The users of Compound will be able to deposit their crypto assets to Compound and they will be aggregated into a liquidity pool. After users deposit, they will receive cTokens in return. By holding the cTokens, users can earn interest.
Powered by Binance Smart Chain (BSC), PancakeSwap is a decentralized exchange. This is the largest AMM-based exchange on BSC. Binance Smart Chain has much lower transaction fees than Ethereum. CAKE is the governance token for PancakeSwap.
9. Lido (LDO)-DeFi 2.0
The Lido staking solution works with Ethereum (ETH). Using Lido’s staking solution, users can stake ETH while circumventing asset locking requirements. In preparation for ETH 2.0, users’ ETH funds are currently locked and will remain so until the new mainnet is launched. As ETH2.0 is seeing regular release date pushbacks, this transaction release could take years. With standard ETH2.0 staking, users can only stake in multiples of 32 (ETH). In light of current prices, $150,000 USD is the minimum stake amount. Lido eliminates this barrier.
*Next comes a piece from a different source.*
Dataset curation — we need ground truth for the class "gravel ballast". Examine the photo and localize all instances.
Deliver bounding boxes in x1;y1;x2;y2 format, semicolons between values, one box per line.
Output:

10.Abracadabra (SPELL)-DeFi 2.0
Abracadabra Money utilizes interest-bearing tokens (ibTKNs) like yvWETH, yvUSDC, yvYFI, yvUSDT, etc. as collateral to borrow MIM (Magic Internet Money) that is USD-pegged. MIM works like any other stablecoin.
Tokens bearing interest have been introduced by Abracadabra Money. Previously, they sat idle. Abracadabra Money lets users leverage their funds at minimal risk to reach the next threshold, opening up a variety of additional models and possibilities.
There are two main tokens in the Abracadabra Money ecosystem:
SPELL serves as the governance token.
MIM is the core component to sustain Abracadabra Money’s lending model.